BP is placing a big bet on oil-rich Azerbaijan as the British multinational oil and gas company plans to drill six new exploratory wells by 2020.

Gary Jones, BP’s regional president for Azerbaijan, Georgia and Turkey, thinks the company may find a gas field in what is the world’s largest lake, namely the Caspian Sea, as large as Azerbaijan’s Shah Deniz field. Shah Deniz is the second-largest discovery BP has made, after the Prudhoe Bay oil field in Alaska.

“Alongside Brazil, Azerbaijan stands out in terms of the areas of focus for the next few years,” Jones said Thursday in a phone interview with Bloomberg. “It’s a very significant exploration program for us, which demonstrates the confidence and the role that we see in the Caspian.”

BP has been the largest foreign oil and gas operator in Azerbaijan since the early 1990s, shortly after the country regained its independence following the collapse of the Soviet Union. It currently operates projects including the Baku-Tbilisi-Ceyhan and South Caucasus pipelines in partnership with the Azerbaijani government. It also operates two giant fields – the Azeri-Chirag-Gunashli (ACG) oil and the Shah Deniz (SD) gas fields, both located underneath the Caspian Sea.

Shah Deniz was developed in two phases, dubbed Shah Deniz 1 and Shah Deniz 2. Currently, Shah Deniz 2 is the sole supplier to the Southern Gas Corridor mega-pipeline and will provide Turkey and continental Europe with 16 billion cubic meters of natural gas per year. The corridor will deliver, starting in 2020, 10 billion cubic meters (bcm) of natural gas each year to Europe, enough to power 10 million homes. The corridor is also supplying Turkey with an additional six bcm of natural gas per year.

Jones says that BP may use the same pipeline to transport gas from new wells – if there is any.

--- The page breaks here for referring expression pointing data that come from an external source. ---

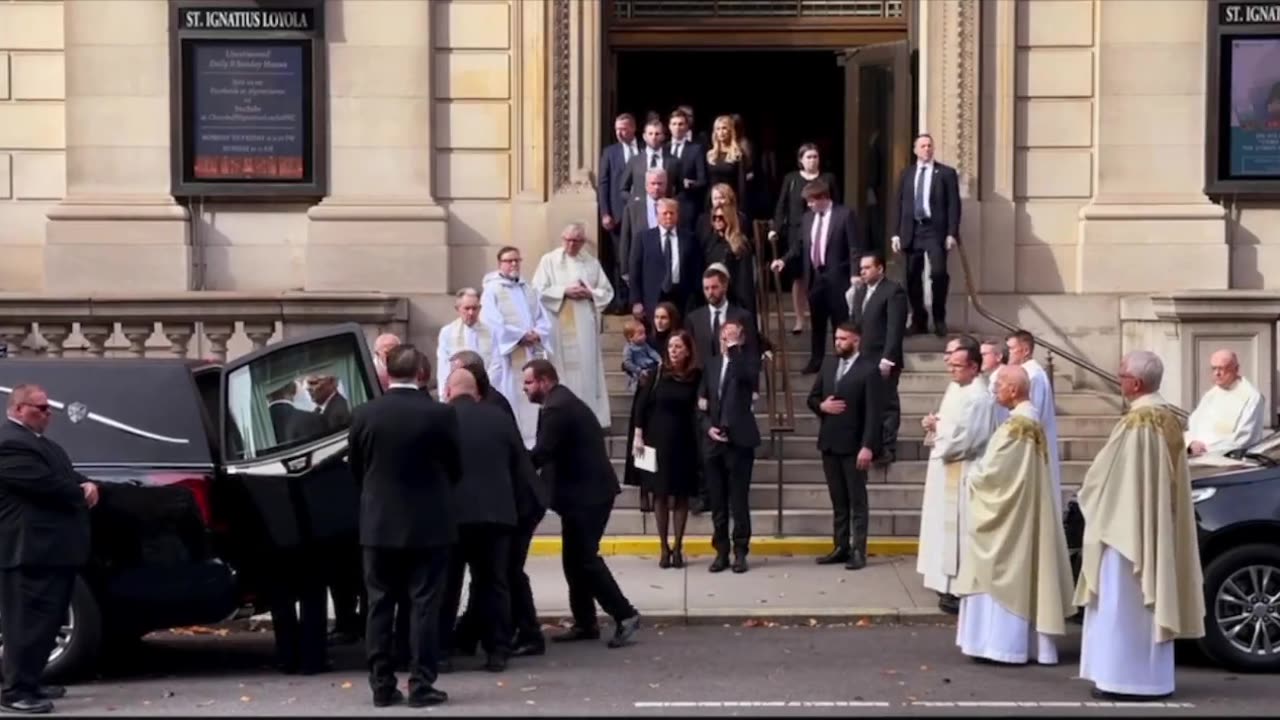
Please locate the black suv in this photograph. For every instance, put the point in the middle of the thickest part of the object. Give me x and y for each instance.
(204, 470)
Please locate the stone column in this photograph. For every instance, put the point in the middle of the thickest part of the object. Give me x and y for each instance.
(118, 228)
(575, 83)
(1148, 209)
(380, 226)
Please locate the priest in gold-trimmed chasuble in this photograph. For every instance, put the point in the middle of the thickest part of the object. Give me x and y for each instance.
(1141, 582)
(960, 431)
(1015, 573)
(575, 291)
(510, 308)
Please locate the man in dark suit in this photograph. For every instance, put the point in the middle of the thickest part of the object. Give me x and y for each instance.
(927, 224)
(531, 507)
(653, 155)
(728, 424)
(405, 459)
(575, 463)
(691, 159)
(848, 397)
(666, 264)
(880, 311)
(44, 541)
(494, 463)
(609, 197)
(831, 240)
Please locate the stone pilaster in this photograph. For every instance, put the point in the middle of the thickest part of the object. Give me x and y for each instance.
(380, 227)
(1148, 209)
(118, 228)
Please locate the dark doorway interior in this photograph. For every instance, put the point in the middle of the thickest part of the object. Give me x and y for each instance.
(786, 98)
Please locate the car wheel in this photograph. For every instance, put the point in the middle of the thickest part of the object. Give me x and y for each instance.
(1242, 602)
(80, 637)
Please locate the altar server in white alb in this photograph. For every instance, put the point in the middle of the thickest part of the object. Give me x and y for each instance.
(959, 432)
(466, 333)
(510, 306)
(575, 291)
(1230, 415)
(1022, 351)
(1141, 580)
(1015, 573)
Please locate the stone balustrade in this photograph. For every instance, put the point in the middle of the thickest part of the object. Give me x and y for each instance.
(215, 326)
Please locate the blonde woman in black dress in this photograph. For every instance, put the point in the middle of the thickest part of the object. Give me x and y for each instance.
(789, 217)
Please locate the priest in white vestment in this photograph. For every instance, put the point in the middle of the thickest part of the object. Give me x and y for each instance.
(510, 306)
(959, 432)
(1022, 351)
(575, 291)
(465, 333)
(1141, 582)
(1015, 573)
(1230, 415)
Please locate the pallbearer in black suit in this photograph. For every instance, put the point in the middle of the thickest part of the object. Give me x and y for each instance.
(405, 458)
(831, 240)
(576, 468)
(494, 463)
(44, 541)
(927, 224)
(731, 438)
(848, 397)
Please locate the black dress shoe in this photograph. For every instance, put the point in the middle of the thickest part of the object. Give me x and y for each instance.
(720, 564)
(387, 698)
(625, 632)
(833, 557)
(27, 706)
(577, 634)
(426, 697)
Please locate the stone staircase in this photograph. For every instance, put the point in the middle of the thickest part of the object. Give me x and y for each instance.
(1084, 420)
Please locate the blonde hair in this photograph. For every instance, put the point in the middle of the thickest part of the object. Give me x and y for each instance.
(732, 151)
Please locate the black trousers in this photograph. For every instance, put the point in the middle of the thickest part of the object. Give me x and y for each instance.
(300, 610)
(484, 548)
(588, 577)
(728, 482)
(33, 602)
(927, 242)
(848, 488)
(827, 309)
(416, 575)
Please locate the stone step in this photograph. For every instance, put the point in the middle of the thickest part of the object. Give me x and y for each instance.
(904, 472)
(814, 496)
(909, 449)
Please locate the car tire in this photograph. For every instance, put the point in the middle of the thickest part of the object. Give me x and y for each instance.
(1216, 643)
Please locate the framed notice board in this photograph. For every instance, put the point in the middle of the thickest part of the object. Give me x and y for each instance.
(247, 99)
(1243, 91)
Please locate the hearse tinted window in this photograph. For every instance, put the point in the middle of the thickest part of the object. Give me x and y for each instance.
(118, 411)
(293, 396)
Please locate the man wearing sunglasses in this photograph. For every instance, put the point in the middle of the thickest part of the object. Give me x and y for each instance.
(44, 540)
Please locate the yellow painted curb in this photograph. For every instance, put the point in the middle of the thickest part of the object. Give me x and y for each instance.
(702, 546)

“That’s why we’ve got quite an ambitious exploration program developing in the Caspian looking at some other very significant gas options. We could take this source of supply of gas well into the middle of the century,” he said on Thursday.

The list of new exploratory wells in Azerbaijan’s slice of the Caspian and run by BP includes the Shafag-Asiman field. According to experts, it could be similar in size to Shah Deniz 2, as it sits on a 1,100 square kilometer (424 square mile) area. Located about 78 miles to the southeast of Baku, it has never before been explored.

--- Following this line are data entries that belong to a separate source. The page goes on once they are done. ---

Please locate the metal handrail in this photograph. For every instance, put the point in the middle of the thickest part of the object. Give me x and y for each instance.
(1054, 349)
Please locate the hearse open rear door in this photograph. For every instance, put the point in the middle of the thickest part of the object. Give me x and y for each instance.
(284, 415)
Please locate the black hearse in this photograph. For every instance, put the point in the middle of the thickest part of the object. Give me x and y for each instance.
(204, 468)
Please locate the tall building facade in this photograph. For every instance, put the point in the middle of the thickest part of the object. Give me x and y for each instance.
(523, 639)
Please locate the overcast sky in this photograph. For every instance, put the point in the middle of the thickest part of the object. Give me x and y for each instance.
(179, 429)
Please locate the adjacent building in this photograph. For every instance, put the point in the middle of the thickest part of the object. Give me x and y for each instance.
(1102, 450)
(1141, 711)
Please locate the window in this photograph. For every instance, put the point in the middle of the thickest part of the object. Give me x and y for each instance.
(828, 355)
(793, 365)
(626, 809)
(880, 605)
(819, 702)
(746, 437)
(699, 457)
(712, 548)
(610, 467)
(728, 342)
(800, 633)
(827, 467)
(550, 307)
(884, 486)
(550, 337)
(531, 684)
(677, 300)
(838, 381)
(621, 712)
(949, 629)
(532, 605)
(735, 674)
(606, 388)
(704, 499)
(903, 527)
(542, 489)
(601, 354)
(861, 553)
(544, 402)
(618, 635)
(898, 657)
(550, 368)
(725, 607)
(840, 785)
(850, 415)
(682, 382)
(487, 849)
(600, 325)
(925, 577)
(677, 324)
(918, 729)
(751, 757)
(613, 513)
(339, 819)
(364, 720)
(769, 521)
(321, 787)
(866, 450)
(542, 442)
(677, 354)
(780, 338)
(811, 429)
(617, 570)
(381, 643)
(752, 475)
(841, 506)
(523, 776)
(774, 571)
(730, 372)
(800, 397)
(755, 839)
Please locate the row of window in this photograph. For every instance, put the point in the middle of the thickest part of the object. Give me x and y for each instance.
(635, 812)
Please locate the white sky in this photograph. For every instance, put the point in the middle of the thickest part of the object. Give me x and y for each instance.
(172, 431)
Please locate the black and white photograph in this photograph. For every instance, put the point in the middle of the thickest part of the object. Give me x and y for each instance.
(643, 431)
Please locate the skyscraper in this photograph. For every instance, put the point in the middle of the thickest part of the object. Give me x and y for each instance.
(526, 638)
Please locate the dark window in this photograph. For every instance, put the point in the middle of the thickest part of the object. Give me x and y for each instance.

Following an agreement signed in 2010, BP and Azerbaijan’s state oil company, known as SOCAR, own equal shares in Shafag-Asiman. The contract allows BP to explore the wells over a three-year period, with the possibility of prolonging the exploration period for another four years. Jones says exploration is scheduled for sometime this year.

Another well will be drilled at the onshore Gobustan field, located in the eastern part of Azerbaijan. BP will likely be the main operator of the field and will begin work by drilling one exploratory well there to get a feel for its prospects. Officials are hoping to lock down a contract for Gobustan later this year.

Meanwhile, a recent decline in oil prices has not affected the decisions of the oil and gas giant.

“Our assumption is that the oil price will stay low for a long time; everything we are doing is focused on bringing the cost structure in the Caspian down,” Jones concluded.